Hendricks’ ‘Concetti’ series demonstrates this rather elegantly. Using a variety of canvases and metal sheeting as targets, he has shot at them from a range of distances and with various hand-held weapons. The bullets at times scorch their way clear through, at others make a bruising dent; each mark is not merely the representation of but the actual effect of gunshot. Canvases with one or two bullet holes evoke a fatally wounded body, while the metal panels, with contingent patterning of scattered shot, almost pass as decorative abstract pieces until we consider the mode of their making. We sense the effect of impact, which infects the anodyne imagery so that, once more, we are in turns seduced and disturbed.

Unusually for Hendricks, ‘Concetti’ draws directly on art-historical references, namely Lucio Fontana’s slashed and punctured canvases, although if Fontana described his work as ‘art for the space age’, Hendricks reminds us of the curdling of twentieth-century utopianism.

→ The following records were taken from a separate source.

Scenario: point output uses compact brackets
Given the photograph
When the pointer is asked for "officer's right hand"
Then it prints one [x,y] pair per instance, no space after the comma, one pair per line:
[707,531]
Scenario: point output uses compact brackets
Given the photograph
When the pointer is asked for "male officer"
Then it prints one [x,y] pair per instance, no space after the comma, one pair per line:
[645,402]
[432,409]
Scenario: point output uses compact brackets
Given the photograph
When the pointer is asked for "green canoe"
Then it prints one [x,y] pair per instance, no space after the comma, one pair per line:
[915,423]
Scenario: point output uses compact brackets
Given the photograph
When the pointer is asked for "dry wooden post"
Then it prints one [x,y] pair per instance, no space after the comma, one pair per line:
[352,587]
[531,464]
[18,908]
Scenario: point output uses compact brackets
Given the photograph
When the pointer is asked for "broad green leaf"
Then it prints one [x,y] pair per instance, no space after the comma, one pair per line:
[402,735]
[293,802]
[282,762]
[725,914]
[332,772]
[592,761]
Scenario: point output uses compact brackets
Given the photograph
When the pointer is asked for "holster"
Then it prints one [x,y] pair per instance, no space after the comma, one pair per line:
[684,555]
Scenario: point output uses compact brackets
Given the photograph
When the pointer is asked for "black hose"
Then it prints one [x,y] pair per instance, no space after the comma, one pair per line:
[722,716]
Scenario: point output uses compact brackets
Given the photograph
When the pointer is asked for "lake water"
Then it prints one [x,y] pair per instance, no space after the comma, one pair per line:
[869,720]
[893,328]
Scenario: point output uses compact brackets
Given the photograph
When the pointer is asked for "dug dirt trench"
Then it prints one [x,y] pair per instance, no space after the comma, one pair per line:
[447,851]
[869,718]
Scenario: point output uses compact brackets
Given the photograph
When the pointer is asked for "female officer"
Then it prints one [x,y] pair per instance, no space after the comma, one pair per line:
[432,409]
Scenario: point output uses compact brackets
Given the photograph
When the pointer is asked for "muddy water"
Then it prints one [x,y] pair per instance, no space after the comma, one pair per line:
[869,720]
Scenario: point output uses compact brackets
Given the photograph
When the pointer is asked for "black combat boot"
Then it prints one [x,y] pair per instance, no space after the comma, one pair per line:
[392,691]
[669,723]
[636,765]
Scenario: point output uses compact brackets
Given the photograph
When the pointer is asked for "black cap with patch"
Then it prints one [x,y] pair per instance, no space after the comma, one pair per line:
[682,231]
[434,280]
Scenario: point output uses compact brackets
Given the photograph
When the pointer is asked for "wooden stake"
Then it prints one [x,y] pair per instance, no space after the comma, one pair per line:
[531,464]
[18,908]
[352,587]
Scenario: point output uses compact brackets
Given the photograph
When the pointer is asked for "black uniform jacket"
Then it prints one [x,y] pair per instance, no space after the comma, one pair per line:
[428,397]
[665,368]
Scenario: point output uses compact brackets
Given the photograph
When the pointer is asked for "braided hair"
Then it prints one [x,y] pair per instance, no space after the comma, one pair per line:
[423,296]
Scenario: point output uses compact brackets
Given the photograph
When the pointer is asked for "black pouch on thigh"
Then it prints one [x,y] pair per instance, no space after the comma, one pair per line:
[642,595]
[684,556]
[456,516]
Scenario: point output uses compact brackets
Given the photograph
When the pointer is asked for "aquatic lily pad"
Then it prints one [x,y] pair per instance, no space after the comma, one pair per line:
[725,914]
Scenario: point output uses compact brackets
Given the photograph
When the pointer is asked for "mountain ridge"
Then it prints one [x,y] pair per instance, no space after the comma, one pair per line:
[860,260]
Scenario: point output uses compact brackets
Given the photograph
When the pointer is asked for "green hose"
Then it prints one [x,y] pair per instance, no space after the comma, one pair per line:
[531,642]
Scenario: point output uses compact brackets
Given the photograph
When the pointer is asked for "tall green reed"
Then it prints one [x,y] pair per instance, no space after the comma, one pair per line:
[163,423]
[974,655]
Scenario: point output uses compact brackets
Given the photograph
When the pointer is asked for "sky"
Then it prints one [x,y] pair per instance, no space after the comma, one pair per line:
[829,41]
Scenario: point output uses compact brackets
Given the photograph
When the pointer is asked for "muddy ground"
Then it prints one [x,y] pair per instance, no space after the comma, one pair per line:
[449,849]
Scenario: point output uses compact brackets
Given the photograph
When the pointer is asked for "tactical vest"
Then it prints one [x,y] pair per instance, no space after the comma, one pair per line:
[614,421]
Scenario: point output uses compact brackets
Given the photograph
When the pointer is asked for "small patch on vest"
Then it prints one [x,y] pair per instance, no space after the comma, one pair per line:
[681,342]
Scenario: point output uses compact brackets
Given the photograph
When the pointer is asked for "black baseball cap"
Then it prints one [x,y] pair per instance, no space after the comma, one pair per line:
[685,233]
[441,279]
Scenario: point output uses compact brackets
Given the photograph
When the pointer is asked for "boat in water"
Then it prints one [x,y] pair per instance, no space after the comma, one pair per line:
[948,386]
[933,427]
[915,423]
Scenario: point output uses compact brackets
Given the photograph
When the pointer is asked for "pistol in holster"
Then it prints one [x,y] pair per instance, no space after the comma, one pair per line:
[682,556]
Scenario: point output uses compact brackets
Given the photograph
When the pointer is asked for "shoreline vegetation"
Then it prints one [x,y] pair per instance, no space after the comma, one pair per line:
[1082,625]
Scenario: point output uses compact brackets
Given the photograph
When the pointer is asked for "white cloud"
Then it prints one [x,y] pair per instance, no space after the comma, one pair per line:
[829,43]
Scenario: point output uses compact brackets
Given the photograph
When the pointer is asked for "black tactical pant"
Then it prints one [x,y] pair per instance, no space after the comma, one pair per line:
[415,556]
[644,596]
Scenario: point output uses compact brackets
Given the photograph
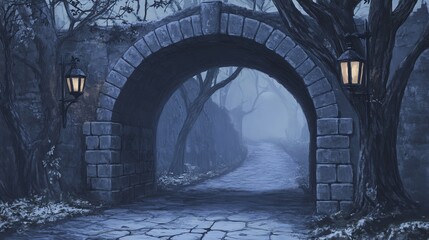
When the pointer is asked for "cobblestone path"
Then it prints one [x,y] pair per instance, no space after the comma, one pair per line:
[255,201]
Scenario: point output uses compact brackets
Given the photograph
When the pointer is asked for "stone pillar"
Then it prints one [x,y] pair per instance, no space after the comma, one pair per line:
[105,178]
[334,172]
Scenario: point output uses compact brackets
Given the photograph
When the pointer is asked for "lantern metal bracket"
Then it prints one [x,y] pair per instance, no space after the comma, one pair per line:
[66,103]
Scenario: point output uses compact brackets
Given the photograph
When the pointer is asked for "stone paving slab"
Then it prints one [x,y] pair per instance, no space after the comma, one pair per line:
[204,212]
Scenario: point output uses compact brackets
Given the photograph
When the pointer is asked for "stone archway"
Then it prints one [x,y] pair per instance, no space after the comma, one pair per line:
[121,143]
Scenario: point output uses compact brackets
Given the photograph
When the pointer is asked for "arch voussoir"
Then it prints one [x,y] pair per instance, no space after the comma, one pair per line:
[334,171]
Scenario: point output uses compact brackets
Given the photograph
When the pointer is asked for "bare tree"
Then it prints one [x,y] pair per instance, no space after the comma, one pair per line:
[38,19]
[207,87]
[379,184]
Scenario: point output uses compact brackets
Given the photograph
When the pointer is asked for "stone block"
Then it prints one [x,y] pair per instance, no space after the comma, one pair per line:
[319,87]
[124,68]
[92,142]
[104,114]
[275,39]
[86,128]
[186,27]
[342,191]
[129,168]
[326,207]
[223,23]
[134,179]
[139,167]
[314,75]
[88,180]
[106,184]
[323,192]
[324,99]
[263,33]
[110,90]
[345,173]
[106,102]
[106,128]
[163,36]
[175,33]
[102,156]
[110,142]
[196,25]
[139,189]
[152,41]
[326,173]
[334,142]
[285,46]
[133,57]
[106,196]
[116,79]
[91,170]
[346,126]
[296,56]
[305,67]
[328,111]
[327,126]
[210,17]
[110,170]
[235,25]
[250,28]
[128,195]
[143,48]
[346,206]
[333,156]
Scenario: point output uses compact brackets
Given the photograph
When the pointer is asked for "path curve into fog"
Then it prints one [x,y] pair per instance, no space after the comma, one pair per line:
[267,168]
[256,201]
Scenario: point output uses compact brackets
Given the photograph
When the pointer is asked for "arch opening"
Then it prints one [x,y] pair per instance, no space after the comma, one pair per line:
[252,134]
[143,97]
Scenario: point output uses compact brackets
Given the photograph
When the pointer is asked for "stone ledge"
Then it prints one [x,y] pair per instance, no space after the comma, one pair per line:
[106,128]
[210,17]
[333,141]
[327,126]
[326,173]
[235,25]
[333,156]
[102,156]
[342,191]
[323,192]
[345,173]
[326,207]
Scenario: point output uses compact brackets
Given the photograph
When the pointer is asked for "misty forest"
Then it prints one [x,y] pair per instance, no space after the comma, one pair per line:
[233,119]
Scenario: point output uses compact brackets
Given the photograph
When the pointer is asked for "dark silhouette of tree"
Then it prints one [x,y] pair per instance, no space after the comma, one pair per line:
[36,21]
[207,87]
[379,185]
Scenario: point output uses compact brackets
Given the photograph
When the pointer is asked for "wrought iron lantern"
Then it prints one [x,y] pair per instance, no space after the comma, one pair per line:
[352,67]
[75,80]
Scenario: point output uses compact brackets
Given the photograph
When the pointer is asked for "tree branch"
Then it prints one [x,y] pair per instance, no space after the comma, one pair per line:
[402,11]
[402,74]
[225,82]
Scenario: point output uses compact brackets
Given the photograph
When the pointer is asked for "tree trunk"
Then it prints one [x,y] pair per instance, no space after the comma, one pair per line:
[379,187]
[178,164]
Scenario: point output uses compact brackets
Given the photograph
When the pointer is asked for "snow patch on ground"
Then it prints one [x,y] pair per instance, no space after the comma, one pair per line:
[168,181]
[362,230]
[25,212]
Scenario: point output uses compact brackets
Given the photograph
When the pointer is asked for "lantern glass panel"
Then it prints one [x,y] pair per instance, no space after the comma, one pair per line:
[75,83]
[355,72]
[345,72]
[69,82]
[82,84]
[361,72]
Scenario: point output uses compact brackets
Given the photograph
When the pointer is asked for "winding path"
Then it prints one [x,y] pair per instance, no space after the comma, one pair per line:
[256,201]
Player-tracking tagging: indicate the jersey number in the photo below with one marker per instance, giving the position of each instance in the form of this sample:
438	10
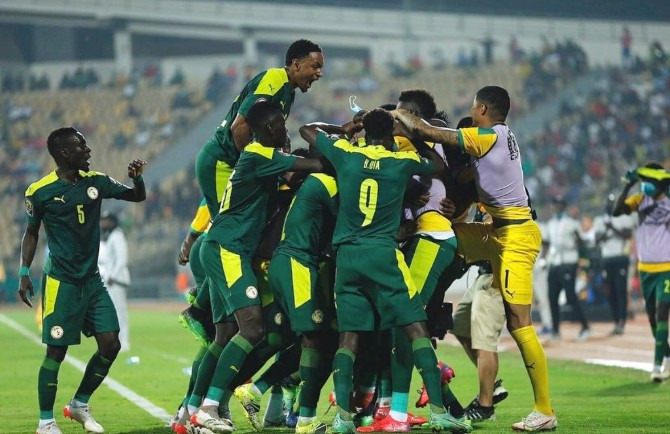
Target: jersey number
225	202
367	202
80	214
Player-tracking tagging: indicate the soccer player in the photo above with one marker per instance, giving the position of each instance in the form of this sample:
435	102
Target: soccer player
428	253
232	241
478	322
294	278
304	64
372	277
512	242
75	299
653	251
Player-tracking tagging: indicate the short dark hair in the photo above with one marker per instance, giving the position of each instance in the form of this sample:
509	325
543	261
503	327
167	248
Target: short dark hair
260	114
299	49
389	106
443	116
423	99
653	165
378	124
55	141
466	122
496	99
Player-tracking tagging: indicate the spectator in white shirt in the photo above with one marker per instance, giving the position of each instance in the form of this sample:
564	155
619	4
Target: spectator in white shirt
562	244
613	235
113	265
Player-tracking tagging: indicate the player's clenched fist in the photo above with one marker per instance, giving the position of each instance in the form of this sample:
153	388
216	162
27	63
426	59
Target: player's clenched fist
136	168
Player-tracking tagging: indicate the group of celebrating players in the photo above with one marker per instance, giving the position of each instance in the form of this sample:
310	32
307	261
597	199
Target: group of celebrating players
333	259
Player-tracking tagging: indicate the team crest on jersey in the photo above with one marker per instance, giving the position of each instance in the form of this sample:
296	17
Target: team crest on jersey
56	332
279	318
252	292
92	192
29	207
317	316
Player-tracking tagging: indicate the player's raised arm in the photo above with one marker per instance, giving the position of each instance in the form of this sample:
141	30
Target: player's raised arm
310	132
28	248
422	130
138	193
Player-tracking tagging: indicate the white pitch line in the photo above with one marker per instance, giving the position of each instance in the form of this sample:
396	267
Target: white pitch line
117	387
642	366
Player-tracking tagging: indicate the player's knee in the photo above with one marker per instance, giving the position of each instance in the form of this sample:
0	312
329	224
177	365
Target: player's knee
253	332
416	330
109	348
310	340
56	353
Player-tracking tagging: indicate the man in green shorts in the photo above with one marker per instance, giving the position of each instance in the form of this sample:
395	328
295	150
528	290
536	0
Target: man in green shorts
75	299
303	65
231	242
373	280
302	290
653	250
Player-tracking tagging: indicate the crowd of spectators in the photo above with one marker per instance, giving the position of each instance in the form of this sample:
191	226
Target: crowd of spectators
121	120
551	68
621	124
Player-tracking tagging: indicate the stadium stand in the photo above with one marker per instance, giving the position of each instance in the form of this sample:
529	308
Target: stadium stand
583	153
120	123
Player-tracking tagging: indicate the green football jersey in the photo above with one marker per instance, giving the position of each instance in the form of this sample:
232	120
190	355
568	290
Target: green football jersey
305	233
71	216
371	182
243	213
272	85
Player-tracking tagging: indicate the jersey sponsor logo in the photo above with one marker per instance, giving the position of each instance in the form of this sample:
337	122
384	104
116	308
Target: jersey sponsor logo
92	192
279	318
317	316
56	332
371	164
512	146
252	292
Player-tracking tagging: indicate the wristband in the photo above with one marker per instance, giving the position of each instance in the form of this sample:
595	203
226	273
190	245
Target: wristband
24	271
352	104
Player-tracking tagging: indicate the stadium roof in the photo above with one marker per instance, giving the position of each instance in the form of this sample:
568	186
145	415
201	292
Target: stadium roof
627	10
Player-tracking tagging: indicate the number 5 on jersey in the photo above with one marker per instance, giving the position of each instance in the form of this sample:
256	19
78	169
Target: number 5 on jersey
80	214
367	201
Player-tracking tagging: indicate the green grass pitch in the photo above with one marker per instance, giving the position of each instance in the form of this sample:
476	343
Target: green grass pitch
586	398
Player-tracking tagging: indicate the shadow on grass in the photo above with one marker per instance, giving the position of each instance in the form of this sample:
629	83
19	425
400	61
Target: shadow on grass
160	430
628	389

Such art-historical associations are an extension of Hendricks’ delight in systems of logic and association throughout his practice. For instance, the footballer lost his leg to smoking and so the diamond lies on a black velvet cushion stuffed with the grimly named Black Hand tobacco. Hendricks often selects signifiers and archetypes with inherent or received meaning to use as a sort of metalanguage to create scenarios that are at once deeply serious and, rather confusingly, hilariously ridiculous. His series of diamonds made from the bodies of budgerigars, canaries and a crow, for instance, prompt laughter tempered by self-censorship. Each diamond is displayed in a vitrine on a cushion filled with birdseed and surrounded by its blue, green or black plucked feathers. It looks for all the world as if the symbol of the soul has exploded – poof – instantaneously transformed into a camp cabaret get-up. Formally it appeals to our sense of slapstick, but then its content gives our conscience a nudge: should we find this funny? Of course we should, because if we want to discuss ethical issues then, as Hendricks points out, laughter is a reliable sign that everyone has at least recognised the starting point.